The mining industry in Sierra Leone is one of the viable sectors for economic growth and sustained development. It has been the main source of generating both internal revenues and foreign exchange for the state. But, despite its economic viability, the industry has become a symbol of economic exploitation, political instrument or tool (Blood Diamonds) and environmental degradation.

The mining process comprises of two forms: Alluvial and Kimberlite or deep mining. However, with evidence of the present mining taking place after exhausting the top layers of the soil, mining is moving away from alluvial to deep mechanised mining. The effects of both forms of mining are becoming analogous rather than parallel.

The mining has brought about adverse social and environmental injustice in mining communities. The revenues from the diamond trade have benefited political leaders, Paramount Chiefs, Community Elders, and Government Officials etc. Apparently, the situation has widened the gap between the rich and rural poor, politics and education, ethics and capitalism, electorate and ‘political’ representatives, domestic policies and foreign influence, locals and foreigners who plunder the diamonds at the expense of the citizens.

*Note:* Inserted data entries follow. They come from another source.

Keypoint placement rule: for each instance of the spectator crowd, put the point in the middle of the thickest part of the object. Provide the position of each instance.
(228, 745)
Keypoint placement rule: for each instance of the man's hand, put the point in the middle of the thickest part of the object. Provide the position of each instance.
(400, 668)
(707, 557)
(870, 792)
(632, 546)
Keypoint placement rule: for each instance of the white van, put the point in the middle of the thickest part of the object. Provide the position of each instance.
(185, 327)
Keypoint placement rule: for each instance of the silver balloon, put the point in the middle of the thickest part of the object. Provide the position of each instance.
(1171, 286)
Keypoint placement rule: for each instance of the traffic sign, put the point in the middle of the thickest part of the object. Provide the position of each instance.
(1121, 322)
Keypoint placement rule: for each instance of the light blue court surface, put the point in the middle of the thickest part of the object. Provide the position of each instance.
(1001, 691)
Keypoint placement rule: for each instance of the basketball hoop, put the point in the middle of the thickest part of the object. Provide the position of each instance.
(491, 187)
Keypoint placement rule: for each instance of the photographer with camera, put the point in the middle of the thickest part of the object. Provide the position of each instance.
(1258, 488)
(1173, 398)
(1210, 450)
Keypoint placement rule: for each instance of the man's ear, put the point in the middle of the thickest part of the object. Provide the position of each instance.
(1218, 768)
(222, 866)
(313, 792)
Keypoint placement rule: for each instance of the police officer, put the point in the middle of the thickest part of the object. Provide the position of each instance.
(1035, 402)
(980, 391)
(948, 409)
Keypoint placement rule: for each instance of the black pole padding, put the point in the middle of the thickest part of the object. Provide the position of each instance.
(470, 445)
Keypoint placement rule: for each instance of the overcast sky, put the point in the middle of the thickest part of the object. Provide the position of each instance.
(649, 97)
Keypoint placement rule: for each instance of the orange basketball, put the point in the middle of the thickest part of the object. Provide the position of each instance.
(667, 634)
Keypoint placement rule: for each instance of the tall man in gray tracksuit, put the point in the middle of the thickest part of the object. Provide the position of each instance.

Government is an indisputable stakeholder in addressing environmental problems, planning and implementing polices. But the absence of stern political will, patriotism but rather ill-conceived tendencies to enact and implement genuine national policies have led to corrupt mining by corrupt government officials and mining companies, exploitative diamond dealers, the scramble for potential agricultural land for mining, absence of security that encourages smuggling and provoke conflict, prevalence of economic exploitation of the deprived poor and vulnerable people, and catastrophic ecological degradation.

The mining activity has progressively degraded the land, left many potential agricultural land infertile, and effected socio-economic problems on every nook and cranny of mining communities, environmental crisis and orchestrating sustained conflict and destruction. This is evident of the sadistic ten year old civil war in Sierra Leone where both legal and illegal sale of diamonds helped financed the war. The warring diamonds used to fuel the conflict later came to be known as ‘blood diamonds’ and their dealers and conspirators (local and international, Africa and Europe, North and South) known as ‘Blood Merchants’.

There is no doubt that Sierra Leone has laws governing how mining should be undertaken and how the ecosystem should be sustained. But it is evident from the rapid land degradation happening in diamond areas in Sierra Leone that mining policies do not reflect what is happening in practice. Thus, what will life be in mining communities and our ecosystem before the last diamond is extracted?

The government of Sierra Leone needs to enact and implement policies on sustainable mining, if there are no such mining policies. If there are, what is the missing conjure for effective and efficient mining. The effectiveness and efficiency of policies depend on how they are planned and implemented. Deductively, the process of policy formulation in Sierra Leone only seeks the consultation and participation of the elite and ‘so called’ NGOs in resolving environmental problems but ignore the consultation and participation of the majority of the people affected and influenced by ecological changes. Their inclusion in decision and policy making is vital in what is Called deliberative environmental democracy. Rather, government adopted approach seems tactical, mechanical, gradual and end-of-pipe.

As years go by and mining continues, unimaginable destruction of human capital, social capital, ecology will prevail in mining communities before the last diamond is mined in Sierra Leone. Therefore, we must act now by being concerned and prevailing on government to genuinely review mining policies in Sierra Leone.